Things You Should Know About Ricin Before Watching the “Breaking Bad” Finale

A tiny vial of powdered ricin could play a powerful part in the final episode of Breaking Bad, the cable-TV saga of cancer-stricken chemistry teacher turned meth kingpin Walter White.

At two points in the series White has created a powdered form of ricin. His attempt to use the first batch was foiled because his intended victim, a drug dealer named Tuco, never ingested the ricin-laced meth nor the ricin-laced dinner Walt tried to slip him. So far he hasn’t tried to use the second batch of poison, but thanks to a flash-forward scene the audience already knows that Walt will have his hands on the ricin at some point during the final episode.

His intended victim, whoever it may be, has reason to be scared. Ricin is a naturally occurring, extremely potent toxin that is derived from castor beans, the seeds of Ricinus communis. The tropical plant is also the source of castor oil (used in manufacturing and cosmetics) and is a popular ornamental plant. Swallowing the beans themselves can be dangerous, especially for children. In adults a fairly high dose (about 20 beans) is required to cause harm since the human digestive system can destroy much of the toxic protein in the bean. But once ricin is turned into a powder form, it is far more dangerous because it is easier for the body to absorb.

Ricin, meanwhile, is not just a TV prop. Earlier this year letters laced with ricin were mailed to President Obama and other government officials. The toxin was quickly identified and no one was hurt. The most famous case of ricin poisoning occurred in London in 1978 when an assassin jabbed Bulgarian dissident Georgi Markov with an umbrella that contained a ricin pellet. Markov died three days later.

If you’d like to know a little more about ricin in advance of Sunday’s Breaking Bad (AMC, 9 p.m.), here’s a primer prepared by National Geographic editor-at-large Cathy Newman, adapted from information on the CDC website.

How toxic is ricin? How do people get sick from it?

Ricin works by preventing cells from making the proteins they need. Without the proteins, cells die. Eventually this is harmful to the whole body and may cause death. As with most chemicals, whether a person becomes ill after exposure to ricin depends on how much ricin the person was exposed to, how long the exposure lasted, and what the exposure method was (inhalation, ingestion, or injection).

How is one exposed to ricin?

Exposure to ricin comes about by ingesting or inhaling material containing ricin. In a few rare cases, injections of ricin have led to poisoning.

What are the signs and symptoms of ricin poisoning?

If ricin is ingested, initial symptoms typically occur in less than 6-12 hours. These are most likely to affect the gastrointestinal system and include nausea, vomiting, and abdominal pain.

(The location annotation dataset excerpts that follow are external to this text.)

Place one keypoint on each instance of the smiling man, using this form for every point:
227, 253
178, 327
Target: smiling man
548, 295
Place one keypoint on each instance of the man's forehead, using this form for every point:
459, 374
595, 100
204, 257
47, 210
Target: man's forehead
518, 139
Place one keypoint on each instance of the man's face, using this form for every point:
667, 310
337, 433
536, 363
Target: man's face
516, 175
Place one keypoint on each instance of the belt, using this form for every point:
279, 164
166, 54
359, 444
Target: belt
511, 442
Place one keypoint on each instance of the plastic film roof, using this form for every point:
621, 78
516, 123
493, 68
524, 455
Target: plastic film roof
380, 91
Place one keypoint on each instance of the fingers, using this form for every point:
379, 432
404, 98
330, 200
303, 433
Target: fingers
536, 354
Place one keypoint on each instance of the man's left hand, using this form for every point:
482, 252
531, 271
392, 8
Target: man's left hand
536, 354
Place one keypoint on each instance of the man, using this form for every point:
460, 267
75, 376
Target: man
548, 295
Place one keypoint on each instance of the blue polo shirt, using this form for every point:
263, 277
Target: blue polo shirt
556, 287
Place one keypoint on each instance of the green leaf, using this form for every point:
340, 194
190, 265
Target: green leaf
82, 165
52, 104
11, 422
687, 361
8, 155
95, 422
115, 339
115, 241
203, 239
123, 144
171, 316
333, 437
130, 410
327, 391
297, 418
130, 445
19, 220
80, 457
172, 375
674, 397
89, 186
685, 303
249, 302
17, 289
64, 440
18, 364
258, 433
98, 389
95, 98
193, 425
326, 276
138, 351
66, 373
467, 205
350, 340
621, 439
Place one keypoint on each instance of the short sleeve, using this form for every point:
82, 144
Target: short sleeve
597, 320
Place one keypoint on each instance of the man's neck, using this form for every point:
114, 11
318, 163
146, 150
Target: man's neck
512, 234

The symptoms of ricin poisoning can rapidly progress to include severe dehydration and kidney and liver problems. If ricin is inhaled, initial symptoms may occur as early as 4-6 hours after exposure, but serious symptoms could also occur as late as 24 hours after exposure. The initial symptoms are likely to affect the respiratory system and can include difficulty breathing, shortness of breath, chest tightness, and cough. Death from ricin poisoning can take place within 36-72 hours of exposure, depending on the route of exposure and the dose.

Is there an antidote for ricin?

There is none. Because of that, the most important factor is avoiding exposure in the first place.

Have many people died after being exposed to ricin?

Several deaths have resulted after a victim was injected with ricin. People have been poisoned with ricin from eating castor beans, but most cases of eating castor beans do not result in poisoning because it is difficult for the digestive system to release the ricin from the beans. Also, ricin is not as well absorbed through the gastrointestinal tract, compared with injection or inhalation.

What tests are used to detect ricin?

There are several, including tests on environmental samples of suspicious materials and tests on human body fluids. Public health laboratories that are part of the CDC’s Laboratory Response Network (LRN) use rapid-detection tests for environmental samples. Some LRN laboratories can test clinical urine samples for the presence of ricinine, an indicator of exposure.

What do the results of these tests tell us?

The rapid tests indicate whether components of the castor bean are present in the environmental sample and whether ricin toxin is present. If both yield a “positive” result, then the presence of ricin can be confirmed.

What is the difference between a preliminary test and a confirmatory test?

A preliminary test result—such as a positive finding for ricin components—must be confirmed by a second LRN test, which detects ricin toxin. The ricin toxin test is considered the best test for determining the presence of ricin. A positive result for ricin components can be used in public health decisionmaking while officials wait for confirmatory results from the toxin test.